Post by sandeepmukherjee196 » 21 Jul 2016, 18:52

MarkN wrote:
sandeepmukherjee196 wrote:There is a fundamental disconnect somewhere.
Michael Kenny posted about motive.
I responded to that post commenting on motive.
You have taken this onwards by fixating on dates.

There's your disconnect - see underlining. Glad to have sorted that out. :thumbsup:
sandeepmukherjee196 wrote: I am saying that digging in and defending in 42 was not a valid option as things actually stood. I will repeat: As things actually stood and as real conditions obtained.
MarkN wrote:So? Still completely disconnected to motive.
Motive is something I haven't addressed at all. I was only concerned about the facts obtaining on the ground that precluded a defensive strategy as a preferred solution in 1942.
sandeepmukherjee196 wrote: The Fuhrer directive you have provided, related to a situation projection that was very far removed from reality at any stage of the war.
Not correct. FALL BLAU was a continuation of the attempt to bring about the conditions written in Fuhrer Directive 21.

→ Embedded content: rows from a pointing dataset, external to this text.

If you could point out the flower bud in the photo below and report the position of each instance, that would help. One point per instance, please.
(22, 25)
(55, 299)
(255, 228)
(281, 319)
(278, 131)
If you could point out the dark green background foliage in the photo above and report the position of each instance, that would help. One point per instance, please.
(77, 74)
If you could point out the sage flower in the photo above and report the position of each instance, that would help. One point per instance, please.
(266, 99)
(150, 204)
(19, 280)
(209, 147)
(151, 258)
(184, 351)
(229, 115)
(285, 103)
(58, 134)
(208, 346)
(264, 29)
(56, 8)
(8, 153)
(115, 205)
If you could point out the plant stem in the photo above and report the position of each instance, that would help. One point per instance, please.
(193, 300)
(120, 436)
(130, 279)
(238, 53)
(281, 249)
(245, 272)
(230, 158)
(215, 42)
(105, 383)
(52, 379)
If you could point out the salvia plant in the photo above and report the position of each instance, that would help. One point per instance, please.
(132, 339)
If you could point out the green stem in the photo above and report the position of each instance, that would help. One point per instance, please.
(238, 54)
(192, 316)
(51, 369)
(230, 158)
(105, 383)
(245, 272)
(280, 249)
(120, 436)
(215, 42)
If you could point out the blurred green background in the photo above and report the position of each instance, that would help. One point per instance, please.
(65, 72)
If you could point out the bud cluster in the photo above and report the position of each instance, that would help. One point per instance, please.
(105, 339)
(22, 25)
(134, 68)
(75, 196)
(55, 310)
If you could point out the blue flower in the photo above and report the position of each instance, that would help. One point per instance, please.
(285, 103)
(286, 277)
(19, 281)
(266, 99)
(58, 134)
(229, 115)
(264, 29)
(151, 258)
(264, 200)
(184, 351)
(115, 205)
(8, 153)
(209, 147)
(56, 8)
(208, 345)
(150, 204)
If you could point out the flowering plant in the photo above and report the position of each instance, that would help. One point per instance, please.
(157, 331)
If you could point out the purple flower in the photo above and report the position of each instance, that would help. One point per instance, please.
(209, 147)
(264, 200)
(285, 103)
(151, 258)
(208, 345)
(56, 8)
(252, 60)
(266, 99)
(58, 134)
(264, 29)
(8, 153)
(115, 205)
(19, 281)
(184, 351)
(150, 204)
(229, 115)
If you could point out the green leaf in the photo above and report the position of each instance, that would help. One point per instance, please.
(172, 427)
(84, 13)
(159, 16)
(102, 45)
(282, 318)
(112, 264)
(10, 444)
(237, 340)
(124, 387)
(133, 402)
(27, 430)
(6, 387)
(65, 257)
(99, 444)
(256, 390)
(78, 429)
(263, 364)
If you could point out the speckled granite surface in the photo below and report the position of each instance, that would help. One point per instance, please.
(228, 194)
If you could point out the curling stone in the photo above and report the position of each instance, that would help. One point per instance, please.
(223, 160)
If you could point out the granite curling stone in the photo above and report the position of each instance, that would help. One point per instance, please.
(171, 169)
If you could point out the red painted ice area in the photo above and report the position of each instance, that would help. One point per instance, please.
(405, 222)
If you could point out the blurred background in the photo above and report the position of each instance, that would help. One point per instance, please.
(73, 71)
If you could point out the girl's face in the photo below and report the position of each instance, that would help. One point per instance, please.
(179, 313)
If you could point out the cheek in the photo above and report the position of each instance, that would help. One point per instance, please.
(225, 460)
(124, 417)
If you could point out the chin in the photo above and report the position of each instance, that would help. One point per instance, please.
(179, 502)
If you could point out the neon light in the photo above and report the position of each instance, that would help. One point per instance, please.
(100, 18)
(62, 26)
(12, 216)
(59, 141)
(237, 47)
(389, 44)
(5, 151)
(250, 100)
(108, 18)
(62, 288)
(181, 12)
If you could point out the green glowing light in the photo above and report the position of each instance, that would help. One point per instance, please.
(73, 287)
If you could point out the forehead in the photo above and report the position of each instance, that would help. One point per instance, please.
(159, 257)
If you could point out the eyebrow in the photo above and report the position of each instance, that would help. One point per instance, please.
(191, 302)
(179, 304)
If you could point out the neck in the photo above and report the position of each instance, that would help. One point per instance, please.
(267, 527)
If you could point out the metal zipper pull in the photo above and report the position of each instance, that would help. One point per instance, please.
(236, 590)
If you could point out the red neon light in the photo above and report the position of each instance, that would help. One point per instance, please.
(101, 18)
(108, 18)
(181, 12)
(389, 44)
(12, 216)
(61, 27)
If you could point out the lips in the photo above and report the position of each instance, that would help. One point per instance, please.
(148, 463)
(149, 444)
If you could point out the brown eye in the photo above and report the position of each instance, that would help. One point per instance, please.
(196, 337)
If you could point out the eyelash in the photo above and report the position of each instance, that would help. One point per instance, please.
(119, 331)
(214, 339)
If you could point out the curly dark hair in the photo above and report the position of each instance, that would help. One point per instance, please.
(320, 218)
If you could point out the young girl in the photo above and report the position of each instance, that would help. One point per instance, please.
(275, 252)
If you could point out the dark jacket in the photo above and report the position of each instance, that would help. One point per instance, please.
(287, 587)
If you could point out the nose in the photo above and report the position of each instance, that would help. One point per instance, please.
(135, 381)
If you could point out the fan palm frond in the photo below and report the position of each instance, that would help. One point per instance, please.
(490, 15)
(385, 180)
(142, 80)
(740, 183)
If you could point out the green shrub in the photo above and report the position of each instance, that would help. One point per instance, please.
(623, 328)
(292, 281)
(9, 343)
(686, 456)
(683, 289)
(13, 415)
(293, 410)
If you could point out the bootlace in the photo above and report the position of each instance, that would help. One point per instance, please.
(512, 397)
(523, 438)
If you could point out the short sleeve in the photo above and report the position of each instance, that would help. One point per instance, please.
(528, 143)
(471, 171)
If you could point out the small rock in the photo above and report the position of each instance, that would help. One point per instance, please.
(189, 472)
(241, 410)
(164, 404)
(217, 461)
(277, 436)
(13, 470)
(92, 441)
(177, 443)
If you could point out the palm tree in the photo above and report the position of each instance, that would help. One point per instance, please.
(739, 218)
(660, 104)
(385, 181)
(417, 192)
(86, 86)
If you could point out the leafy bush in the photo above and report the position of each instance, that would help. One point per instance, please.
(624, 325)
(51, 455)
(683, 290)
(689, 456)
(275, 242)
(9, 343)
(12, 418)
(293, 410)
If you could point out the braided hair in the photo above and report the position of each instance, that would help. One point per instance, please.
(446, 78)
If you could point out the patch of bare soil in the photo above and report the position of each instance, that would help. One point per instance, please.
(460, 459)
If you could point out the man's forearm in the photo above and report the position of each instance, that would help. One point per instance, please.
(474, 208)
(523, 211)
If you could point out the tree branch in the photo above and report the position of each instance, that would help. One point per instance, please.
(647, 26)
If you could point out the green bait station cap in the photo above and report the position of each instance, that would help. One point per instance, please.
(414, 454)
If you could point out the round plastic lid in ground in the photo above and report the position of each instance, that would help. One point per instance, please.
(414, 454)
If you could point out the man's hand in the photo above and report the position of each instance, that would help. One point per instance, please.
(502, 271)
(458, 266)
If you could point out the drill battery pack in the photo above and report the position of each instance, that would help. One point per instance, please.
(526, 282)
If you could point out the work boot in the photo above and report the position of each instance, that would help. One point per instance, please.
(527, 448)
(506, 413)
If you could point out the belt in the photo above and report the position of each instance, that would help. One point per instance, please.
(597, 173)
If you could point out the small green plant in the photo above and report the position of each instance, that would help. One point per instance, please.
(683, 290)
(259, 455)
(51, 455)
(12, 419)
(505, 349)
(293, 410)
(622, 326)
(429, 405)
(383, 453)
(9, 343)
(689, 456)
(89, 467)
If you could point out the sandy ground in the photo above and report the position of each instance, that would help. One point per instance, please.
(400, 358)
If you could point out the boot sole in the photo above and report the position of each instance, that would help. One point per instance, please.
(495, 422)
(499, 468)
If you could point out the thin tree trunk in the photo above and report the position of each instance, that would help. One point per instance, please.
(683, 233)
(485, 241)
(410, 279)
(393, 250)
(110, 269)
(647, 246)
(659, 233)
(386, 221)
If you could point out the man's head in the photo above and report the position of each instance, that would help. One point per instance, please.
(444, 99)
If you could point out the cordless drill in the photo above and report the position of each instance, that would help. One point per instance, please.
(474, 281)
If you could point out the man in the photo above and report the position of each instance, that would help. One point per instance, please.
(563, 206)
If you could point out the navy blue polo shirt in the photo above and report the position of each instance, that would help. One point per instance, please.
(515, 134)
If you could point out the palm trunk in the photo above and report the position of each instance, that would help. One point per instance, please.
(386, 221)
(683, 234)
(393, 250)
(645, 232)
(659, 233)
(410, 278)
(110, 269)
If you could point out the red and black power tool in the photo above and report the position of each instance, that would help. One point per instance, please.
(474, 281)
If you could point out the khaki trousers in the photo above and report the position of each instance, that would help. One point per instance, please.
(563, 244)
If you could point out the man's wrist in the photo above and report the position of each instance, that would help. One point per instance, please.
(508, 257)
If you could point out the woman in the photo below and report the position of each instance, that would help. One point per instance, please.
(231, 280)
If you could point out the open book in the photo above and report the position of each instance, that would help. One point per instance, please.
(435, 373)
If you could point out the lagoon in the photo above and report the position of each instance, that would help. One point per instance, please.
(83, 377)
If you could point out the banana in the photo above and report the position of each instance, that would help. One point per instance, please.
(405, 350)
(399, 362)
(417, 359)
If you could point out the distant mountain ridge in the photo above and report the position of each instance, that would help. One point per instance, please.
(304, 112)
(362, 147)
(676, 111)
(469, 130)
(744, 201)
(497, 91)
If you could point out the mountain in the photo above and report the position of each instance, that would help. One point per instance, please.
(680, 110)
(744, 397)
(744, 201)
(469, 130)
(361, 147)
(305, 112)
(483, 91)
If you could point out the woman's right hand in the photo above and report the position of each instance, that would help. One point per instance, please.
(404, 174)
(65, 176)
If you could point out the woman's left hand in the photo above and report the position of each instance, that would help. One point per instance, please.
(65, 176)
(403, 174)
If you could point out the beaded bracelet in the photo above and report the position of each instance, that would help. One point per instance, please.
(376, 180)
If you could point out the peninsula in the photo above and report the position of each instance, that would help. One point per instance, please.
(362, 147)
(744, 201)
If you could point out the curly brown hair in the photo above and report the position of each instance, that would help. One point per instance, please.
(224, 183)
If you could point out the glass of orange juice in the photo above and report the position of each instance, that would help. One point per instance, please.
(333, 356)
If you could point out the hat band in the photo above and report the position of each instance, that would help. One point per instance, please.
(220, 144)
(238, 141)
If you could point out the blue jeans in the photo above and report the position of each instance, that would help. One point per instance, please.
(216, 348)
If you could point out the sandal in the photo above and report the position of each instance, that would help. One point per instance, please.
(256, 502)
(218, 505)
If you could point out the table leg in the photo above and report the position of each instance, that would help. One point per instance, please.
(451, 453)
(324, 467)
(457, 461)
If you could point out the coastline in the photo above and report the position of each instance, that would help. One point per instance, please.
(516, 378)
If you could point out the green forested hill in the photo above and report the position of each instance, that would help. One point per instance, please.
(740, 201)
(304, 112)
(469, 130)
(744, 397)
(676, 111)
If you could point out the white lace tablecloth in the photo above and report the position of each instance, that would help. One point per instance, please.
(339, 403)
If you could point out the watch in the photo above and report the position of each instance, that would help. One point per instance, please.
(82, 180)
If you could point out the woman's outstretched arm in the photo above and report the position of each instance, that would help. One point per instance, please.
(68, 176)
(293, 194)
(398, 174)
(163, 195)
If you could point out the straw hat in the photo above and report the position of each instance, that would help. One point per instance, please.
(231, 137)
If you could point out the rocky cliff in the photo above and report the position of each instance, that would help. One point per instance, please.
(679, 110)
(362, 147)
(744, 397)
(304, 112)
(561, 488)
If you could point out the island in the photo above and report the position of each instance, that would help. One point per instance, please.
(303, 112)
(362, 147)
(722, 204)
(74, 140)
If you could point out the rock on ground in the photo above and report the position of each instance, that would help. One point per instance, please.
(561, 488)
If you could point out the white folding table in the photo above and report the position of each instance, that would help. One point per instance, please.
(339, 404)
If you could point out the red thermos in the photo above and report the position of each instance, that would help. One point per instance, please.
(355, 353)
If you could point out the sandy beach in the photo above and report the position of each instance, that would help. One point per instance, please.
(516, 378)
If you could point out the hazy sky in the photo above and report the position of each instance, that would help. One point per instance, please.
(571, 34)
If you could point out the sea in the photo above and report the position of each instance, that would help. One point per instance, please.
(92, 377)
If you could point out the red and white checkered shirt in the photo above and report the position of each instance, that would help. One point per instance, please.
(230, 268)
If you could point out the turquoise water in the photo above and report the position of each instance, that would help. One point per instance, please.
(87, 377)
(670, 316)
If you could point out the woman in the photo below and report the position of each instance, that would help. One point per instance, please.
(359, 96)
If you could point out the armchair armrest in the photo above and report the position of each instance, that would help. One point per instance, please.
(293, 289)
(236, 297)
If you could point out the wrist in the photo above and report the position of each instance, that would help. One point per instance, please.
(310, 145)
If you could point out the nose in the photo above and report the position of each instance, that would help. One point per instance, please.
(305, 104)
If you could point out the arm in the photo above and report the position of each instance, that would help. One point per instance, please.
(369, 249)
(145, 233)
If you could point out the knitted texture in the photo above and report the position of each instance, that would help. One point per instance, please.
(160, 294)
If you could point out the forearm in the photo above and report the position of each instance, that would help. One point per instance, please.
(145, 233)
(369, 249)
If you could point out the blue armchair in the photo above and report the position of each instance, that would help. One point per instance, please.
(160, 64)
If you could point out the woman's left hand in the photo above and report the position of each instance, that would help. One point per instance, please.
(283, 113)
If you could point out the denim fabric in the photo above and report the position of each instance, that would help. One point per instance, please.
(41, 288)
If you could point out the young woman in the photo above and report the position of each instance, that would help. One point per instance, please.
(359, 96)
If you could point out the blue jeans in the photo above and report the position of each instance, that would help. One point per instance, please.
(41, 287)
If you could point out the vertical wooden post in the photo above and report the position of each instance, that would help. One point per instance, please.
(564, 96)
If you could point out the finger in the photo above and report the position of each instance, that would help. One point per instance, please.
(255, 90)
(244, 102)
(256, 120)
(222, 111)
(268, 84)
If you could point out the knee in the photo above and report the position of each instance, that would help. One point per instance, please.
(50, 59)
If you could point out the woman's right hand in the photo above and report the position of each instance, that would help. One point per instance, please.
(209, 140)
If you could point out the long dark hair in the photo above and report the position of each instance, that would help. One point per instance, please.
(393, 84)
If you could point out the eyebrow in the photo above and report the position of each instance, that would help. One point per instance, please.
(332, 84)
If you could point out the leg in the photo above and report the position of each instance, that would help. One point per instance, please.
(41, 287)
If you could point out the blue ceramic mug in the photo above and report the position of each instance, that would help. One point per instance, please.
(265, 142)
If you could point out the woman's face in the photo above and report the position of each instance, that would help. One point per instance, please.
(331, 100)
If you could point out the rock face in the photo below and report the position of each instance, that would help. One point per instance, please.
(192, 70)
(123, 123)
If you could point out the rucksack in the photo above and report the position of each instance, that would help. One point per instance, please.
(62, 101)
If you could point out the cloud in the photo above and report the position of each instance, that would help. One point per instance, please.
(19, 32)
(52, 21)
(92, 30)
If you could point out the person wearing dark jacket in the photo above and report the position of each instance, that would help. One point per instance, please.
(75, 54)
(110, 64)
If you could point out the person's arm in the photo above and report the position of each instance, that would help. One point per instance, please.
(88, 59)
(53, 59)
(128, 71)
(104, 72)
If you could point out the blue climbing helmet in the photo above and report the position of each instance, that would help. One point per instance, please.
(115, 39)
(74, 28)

The exact date/moment that the Wehrmacht gave up trying to secure those conditions is debatable. However, in hindsight, we can see clearly that URANUS put a practical block to any lingering aspirations that they may still have held.

Thus, it would be incorrect to say that a defensive/strategy was not a valid option in 1942. For the greater part of that year, the Wehrmacht was fighting to achieve exactly that objective.
Again there is a fundamental disconnect here. "continuation of the attempt" is an euphemism. Fall Blau came at a time when the Wehrmacht was no more invincible, when the Red Army had demonstrated victory last winter and continued to thwart the Wehrmacht at Leningrad.

To contemplate the kind of defensive scenario stated in the Fuehrer Directive quoted by you, the Wehrmacht had to first reach those places in the map mentioned there! Those locations were far far far away that '42 spring/summer. What I find intriguing is that a strategy is being referred to, which was conditional to a completely different strategic situation. And it is being offered as a preferred option for a qualitatively different scenario as obtaining in '42.